1) [aus dem ersten Posting] Wie sollte man es aber setzen, wenn in einem Lied Variante 1 (Takt 2) und Variante 4 (Takt 10) in unterschiedlichen Strophen vorkommen?
Takt 2 enthält ein Melisma (c-b über "Le-"), deshalb ist (traditionell wie modern) der Balken zu setzen. Bogen nach Belieben.
Takt 10 enthält kein Melisma (c und b haben jeweils ihre eigenen Silben "Ich" und "ver-"), da müssen traditionell Einzelfahnen stehen (modern ein Balken), aber in keinem Fall ein Bogen.
Du darfst Dich nicht verwirren lassen!

Bei der traditionellen "Einzelfahnen-Methode" reicht ein Balken alleine aus, um ein Melisma zu kennzeichnen. Zur Unterstützund/Verdeutlichung
kann man noch zusätzlich einen Bogen setzen.
Wenn kein Balken möglich ist, dann
muß der Bogen gesetzt werden.
Das ist in etwa zu vergleichen mit Triolenklammern: Bei Vierteltriolen (also ohne Balken) setzt man eine Triolenklammer, um die zusammengehörigen Noten zu kennzeichnen, bei Achteltriolen mit Balken ist eine Triolenklammer nicht nötig. Man kann sie aber trotzdem setzen, wenn man möchte.
In manchen Liedern werden zwei gleiche Noten durch einen gepunkteten Haltebogen verbunden, wenn zu der Stelle unterschiedlich viele Silben in den Strophen vorkommen (einmal eine, dann wieder zwei Silben). Kann man analog dazu den Bindebogen gepunktet darstellen (wie man das in lilypond macht, weiß ich)? Oder ist es besser, sich auf die erste Strophe zu beschränken?

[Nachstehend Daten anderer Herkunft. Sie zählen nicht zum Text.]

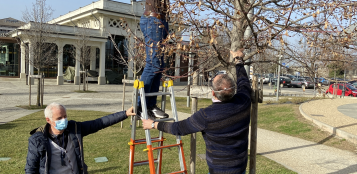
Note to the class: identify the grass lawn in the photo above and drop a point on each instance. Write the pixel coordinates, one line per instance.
(111, 142)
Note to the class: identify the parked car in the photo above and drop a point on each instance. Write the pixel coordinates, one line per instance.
(323, 81)
(266, 79)
(348, 89)
(290, 76)
(353, 82)
(297, 82)
(284, 81)
(308, 82)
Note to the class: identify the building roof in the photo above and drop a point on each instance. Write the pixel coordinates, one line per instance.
(11, 23)
(102, 6)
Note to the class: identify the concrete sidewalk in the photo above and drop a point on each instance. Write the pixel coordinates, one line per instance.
(296, 154)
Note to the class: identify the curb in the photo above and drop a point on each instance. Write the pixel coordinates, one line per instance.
(333, 130)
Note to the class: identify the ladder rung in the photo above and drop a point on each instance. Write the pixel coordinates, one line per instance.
(164, 119)
(183, 171)
(146, 162)
(157, 93)
(167, 146)
(143, 141)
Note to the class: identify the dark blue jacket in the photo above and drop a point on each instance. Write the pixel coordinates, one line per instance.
(39, 150)
(224, 127)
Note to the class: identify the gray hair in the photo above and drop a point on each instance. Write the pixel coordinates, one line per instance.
(223, 87)
(50, 107)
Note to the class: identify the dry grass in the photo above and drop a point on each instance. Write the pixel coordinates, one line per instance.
(32, 107)
(287, 119)
(111, 142)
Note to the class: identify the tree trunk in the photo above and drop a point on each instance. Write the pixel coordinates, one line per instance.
(237, 35)
(38, 90)
(84, 81)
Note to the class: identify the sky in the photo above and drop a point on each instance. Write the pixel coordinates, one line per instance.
(14, 8)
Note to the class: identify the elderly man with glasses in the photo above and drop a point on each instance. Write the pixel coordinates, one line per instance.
(57, 146)
(224, 124)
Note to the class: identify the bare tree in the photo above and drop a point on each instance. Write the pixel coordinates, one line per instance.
(40, 37)
(135, 47)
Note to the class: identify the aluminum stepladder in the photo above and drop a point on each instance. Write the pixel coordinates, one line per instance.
(139, 89)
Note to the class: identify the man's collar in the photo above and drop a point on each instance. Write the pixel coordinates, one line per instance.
(215, 101)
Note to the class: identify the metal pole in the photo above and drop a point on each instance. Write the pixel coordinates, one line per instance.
(193, 140)
(315, 81)
(193, 136)
(30, 91)
(278, 80)
(190, 62)
(254, 128)
(247, 35)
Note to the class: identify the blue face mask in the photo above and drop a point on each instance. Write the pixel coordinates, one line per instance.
(61, 124)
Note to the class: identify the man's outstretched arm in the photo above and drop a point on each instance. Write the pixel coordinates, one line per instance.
(89, 127)
(243, 85)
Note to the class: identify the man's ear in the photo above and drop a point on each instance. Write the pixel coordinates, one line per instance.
(48, 120)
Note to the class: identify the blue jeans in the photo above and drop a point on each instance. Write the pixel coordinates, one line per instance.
(154, 60)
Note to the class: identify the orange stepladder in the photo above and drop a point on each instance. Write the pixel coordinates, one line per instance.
(139, 90)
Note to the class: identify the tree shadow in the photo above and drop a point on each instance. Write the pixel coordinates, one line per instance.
(7, 125)
(321, 142)
(102, 170)
(349, 169)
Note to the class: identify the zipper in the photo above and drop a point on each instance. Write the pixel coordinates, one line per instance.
(80, 149)
(46, 163)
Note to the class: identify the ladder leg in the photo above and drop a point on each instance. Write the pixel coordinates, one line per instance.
(133, 130)
(159, 152)
(147, 131)
(151, 159)
(131, 156)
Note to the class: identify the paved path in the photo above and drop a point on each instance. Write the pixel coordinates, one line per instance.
(296, 154)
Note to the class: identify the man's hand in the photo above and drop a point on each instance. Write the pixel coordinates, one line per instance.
(130, 112)
(147, 124)
(238, 53)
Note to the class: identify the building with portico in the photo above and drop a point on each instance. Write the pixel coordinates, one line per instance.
(102, 19)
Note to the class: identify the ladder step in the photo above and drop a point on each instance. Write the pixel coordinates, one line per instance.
(157, 93)
(164, 119)
(146, 162)
(143, 141)
(183, 171)
(167, 146)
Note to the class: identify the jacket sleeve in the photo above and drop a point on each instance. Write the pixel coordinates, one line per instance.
(195, 123)
(33, 158)
(243, 86)
(89, 127)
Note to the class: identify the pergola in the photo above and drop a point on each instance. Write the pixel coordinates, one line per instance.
(63, 35)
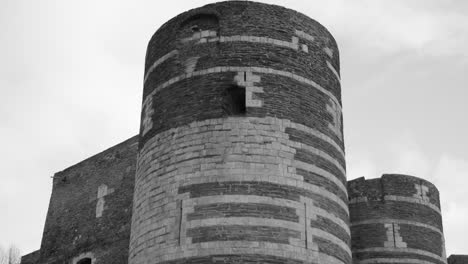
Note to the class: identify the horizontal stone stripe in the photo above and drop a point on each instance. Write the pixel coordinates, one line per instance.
(294, 184)
(242, 258)
(327, 247)
(312, 168)
(319, 180)
(332, 228)
(261, 188)
(422, 238)
(396, 221)
(234, 122)
(398, 199)
(394, 260)
(394, 255)
(317, 143)
(158, 62)
(317, 160)
(226, 210)
(401, 251)
(411, 200)
(299, 206)
(273, 223)
(314, 133)
(323, 156)
(235, 38)
(245, 248)
(242, 69)
(390, 209)
(242, 232)
(333, 70)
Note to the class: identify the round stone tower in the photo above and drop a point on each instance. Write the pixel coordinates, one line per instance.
(396, 219)
(241, 155)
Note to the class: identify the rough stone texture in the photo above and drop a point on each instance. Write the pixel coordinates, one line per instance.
(458, 259)
(395, 217)
(240, 159)
(217, 172)
(31, 258)
(72, 227)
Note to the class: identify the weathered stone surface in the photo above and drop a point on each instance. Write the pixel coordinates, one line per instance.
(395, 218)
(72, 226)
(270, 162)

Ja, genau, in solchen Fällen setzt man den Bogen (Slur) gepunktet/gestrichelt, genau wie beim Haltebogen.
Ich hatte aber auch schon einen Fall mit nur einer Strophe, wo der Liedtext in einer Wiederholung zweizeilig dargestellt wurde. Wie stellt man die Takte 1 u. 5 bzw. 1 u. 10 in diesem Fall dar? Nach der "neuen" Methode also jedenfalls mit Balken.

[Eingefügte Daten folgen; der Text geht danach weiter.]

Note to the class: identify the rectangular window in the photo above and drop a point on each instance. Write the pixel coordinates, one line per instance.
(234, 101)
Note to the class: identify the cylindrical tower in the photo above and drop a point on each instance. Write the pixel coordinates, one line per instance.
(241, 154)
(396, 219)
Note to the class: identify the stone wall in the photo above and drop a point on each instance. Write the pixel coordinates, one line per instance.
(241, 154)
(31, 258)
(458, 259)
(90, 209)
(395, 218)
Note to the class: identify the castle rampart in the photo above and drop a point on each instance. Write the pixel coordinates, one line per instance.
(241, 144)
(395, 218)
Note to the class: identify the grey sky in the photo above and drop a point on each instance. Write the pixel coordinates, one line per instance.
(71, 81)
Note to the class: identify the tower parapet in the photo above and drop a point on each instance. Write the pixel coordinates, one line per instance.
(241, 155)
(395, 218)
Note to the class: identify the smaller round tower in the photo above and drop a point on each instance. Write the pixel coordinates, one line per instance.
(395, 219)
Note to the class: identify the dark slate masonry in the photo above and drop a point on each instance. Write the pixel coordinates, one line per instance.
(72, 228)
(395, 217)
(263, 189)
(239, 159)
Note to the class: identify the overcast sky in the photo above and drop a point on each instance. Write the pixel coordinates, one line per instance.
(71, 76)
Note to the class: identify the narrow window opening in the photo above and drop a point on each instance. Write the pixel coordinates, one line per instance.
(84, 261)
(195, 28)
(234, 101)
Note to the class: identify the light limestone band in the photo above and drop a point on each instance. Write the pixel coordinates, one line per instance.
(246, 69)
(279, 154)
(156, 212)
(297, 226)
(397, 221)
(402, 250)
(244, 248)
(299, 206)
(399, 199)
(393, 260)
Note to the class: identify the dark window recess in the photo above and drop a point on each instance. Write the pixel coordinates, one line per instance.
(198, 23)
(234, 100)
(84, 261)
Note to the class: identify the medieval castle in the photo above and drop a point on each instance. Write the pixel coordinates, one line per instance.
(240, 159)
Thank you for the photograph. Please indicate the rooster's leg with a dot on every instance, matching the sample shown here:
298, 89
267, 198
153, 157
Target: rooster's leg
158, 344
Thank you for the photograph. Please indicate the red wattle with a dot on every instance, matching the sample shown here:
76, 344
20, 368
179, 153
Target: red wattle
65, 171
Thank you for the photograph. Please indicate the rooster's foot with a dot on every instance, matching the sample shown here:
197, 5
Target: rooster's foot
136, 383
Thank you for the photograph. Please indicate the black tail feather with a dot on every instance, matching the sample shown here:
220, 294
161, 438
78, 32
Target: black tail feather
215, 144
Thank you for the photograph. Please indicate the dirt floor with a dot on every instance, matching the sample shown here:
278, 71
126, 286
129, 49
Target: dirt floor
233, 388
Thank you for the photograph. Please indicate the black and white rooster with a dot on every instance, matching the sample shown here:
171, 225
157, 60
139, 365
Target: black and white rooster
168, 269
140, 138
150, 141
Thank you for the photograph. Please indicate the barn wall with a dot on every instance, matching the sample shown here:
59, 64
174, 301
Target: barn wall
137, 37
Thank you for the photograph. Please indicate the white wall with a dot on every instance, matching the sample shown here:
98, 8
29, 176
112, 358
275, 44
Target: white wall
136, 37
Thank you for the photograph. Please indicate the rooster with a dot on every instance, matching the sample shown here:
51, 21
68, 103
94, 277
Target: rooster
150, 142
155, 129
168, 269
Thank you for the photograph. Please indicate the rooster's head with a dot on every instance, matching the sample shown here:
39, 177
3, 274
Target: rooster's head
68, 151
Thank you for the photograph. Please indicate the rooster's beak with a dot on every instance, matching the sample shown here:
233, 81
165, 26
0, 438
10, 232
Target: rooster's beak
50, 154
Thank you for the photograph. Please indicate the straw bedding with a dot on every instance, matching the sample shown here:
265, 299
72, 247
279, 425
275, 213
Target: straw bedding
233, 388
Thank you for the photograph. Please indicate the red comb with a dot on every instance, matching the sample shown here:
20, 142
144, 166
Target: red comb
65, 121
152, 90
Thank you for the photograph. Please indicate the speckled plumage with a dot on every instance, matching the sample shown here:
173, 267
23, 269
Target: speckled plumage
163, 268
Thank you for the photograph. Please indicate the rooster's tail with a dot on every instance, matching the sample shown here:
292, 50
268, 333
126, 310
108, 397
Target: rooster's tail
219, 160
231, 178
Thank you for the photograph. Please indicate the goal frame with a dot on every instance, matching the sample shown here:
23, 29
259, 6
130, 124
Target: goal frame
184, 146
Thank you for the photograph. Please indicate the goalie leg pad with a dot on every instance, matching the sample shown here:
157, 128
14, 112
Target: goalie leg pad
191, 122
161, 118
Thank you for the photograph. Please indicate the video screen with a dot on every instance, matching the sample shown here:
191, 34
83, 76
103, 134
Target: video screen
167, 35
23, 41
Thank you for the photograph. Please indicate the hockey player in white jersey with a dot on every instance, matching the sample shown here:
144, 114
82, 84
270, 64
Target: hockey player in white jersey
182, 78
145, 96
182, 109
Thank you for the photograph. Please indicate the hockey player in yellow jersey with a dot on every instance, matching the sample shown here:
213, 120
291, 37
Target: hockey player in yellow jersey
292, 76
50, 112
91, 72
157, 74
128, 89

Stimmt, nach der neuen Methode mit Balken, den Bogen gepunktet/gestrichelt.
Traditionell, gute Frage, bin ich mir auch nicht ganz sicher - würde ich Einzelfahnen und gepunkteten Bogen setzen.
Bei völlig abweichenden Rhythmen/Melodien bleibt auch die Möglichkeit, die alternative Melodie in Stichnoten zu setzen.
Habe ich das richtig verstanden, dass zwischen "Bin - de" und "Ich ver" kein Unterschied in der Notationsweise besteht? D.h. ich muss nur auf die Silben und nicht auf die Worte achten?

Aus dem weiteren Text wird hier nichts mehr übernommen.